Whether you want to help low-income clients with their legal problems or prepare Thanksgiving baskets for people in need, you’ll find a service niche at William & Mary Law School. Our students’ initiative and their desire to serve, combined with the Law School’s citizen-lawyer tradition, produce a broad array of service opportunities.
Pro bono service – unpaid, non-credit bearing legal assistance to those unable to pay – takes many forms at William & Mary. Recent initiatives include:
- Eviction Diversion Program: Law students help low-income tenants facing eviction in this partnership involving the Greater Richmond Bar Foundation, Housing Opportunities Made Equal, Central Virginia Legal Aid Society, and pro bono attorneys.
- Students for the Innocence Project (SFIP): Law students raise awareness about wrongful convictions, conduct exonoree outreach, and assist The Mid-Atlantic Innocence Project with prevention and correction of wrongful convictions.
- Wills for Seniors: Students work with attorneys from the law firm of Williams Mullen to conduct intake interviews and help prepare, execute, and witness wills for clients referred by the Peninsula Agency on Aging.

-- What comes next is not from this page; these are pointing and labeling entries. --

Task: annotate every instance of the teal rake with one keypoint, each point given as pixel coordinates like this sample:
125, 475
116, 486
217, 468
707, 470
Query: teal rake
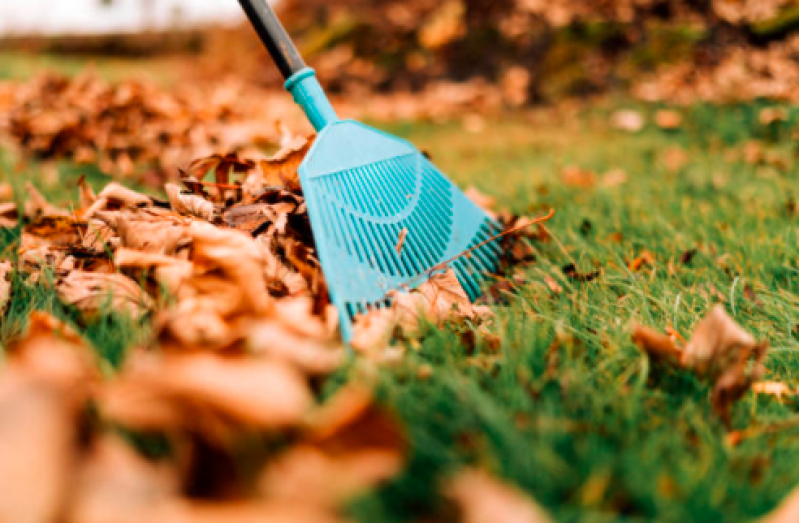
366, 189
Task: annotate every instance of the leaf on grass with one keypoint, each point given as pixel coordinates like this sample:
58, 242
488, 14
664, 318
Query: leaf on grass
571, 272
668, 120
786, 512
190, 204
372, 332
9, 217
115, 197
41, 392
773, 388
6, 273
628, 121
577, 177
349, 445
93, 292
644, 259
210, 394
480, 497
719, 351
439, 299
282, 169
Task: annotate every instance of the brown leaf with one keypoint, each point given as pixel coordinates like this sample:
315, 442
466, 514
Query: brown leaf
93, 292
283, 168
645, 258
668, 120
206, 393
6, 275
114, 484
439, 299
719, 351
571, 272
401, 241
628, 121
481, 497
350, 445
576, 177
190, 204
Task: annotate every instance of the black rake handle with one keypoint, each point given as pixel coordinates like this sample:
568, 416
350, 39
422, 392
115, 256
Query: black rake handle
274, 36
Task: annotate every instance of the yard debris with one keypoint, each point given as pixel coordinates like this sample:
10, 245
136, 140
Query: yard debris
719, 351
628, 121
480, 497
125, 125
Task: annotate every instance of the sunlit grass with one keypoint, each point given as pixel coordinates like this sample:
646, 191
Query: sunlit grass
568, 408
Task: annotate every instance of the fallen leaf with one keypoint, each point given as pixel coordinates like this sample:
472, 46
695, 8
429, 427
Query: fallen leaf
571, 272
577, 177
207, 393
190, 204
628, 121
480, 497
93, 292
645, 258
719, 351
668, 120
773, 388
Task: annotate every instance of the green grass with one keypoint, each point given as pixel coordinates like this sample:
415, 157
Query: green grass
568, 408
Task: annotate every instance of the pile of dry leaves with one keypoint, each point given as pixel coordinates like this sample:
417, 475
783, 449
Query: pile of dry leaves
122, 126
225, 391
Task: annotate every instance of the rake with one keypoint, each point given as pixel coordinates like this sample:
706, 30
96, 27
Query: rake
383, 217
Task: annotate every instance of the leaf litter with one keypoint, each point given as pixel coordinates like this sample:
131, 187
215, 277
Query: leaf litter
226, 271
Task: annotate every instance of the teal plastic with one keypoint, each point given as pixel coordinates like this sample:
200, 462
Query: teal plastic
363, 188
308, 94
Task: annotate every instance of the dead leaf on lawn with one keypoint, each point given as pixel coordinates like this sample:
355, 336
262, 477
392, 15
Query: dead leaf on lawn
439, 299
206, 393
190, 204
93, 292
719, 351
349, 445
628, 121
646, 258
577, 177
401, 241
6, 274
668, 120
480, 497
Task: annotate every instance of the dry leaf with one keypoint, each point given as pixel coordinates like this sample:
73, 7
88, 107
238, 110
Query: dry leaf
93, 292
6, 275
628, 121
786, 512
439, 299
190, 204
481, 498
773, 388
576, 177
350, 445
401, 241
198, 391
719, 351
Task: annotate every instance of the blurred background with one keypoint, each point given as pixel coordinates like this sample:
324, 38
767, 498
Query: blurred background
195, 76
514, 52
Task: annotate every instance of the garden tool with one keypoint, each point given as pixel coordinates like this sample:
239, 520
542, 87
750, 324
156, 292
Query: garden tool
383, 216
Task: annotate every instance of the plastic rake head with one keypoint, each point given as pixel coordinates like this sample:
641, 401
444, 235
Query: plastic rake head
364, 188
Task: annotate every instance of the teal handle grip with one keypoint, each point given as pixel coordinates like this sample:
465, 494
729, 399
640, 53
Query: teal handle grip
308, 94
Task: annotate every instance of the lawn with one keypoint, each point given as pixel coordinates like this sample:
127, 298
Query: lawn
567, 407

The range and breadth of our students’ nonlegal community service is as diverse as our students themselves. They volunteer on campus, in greater Williamsburg, in their home communities, and throughout the United States and the world. Indicative of students’ volunteerism is their participation in the Law School's Community Service Program (CSP), through which students pledge at least 35 hours of community service. Students who satisfy their pledges are recognized at the graduation awards ceremony and receive a certificate.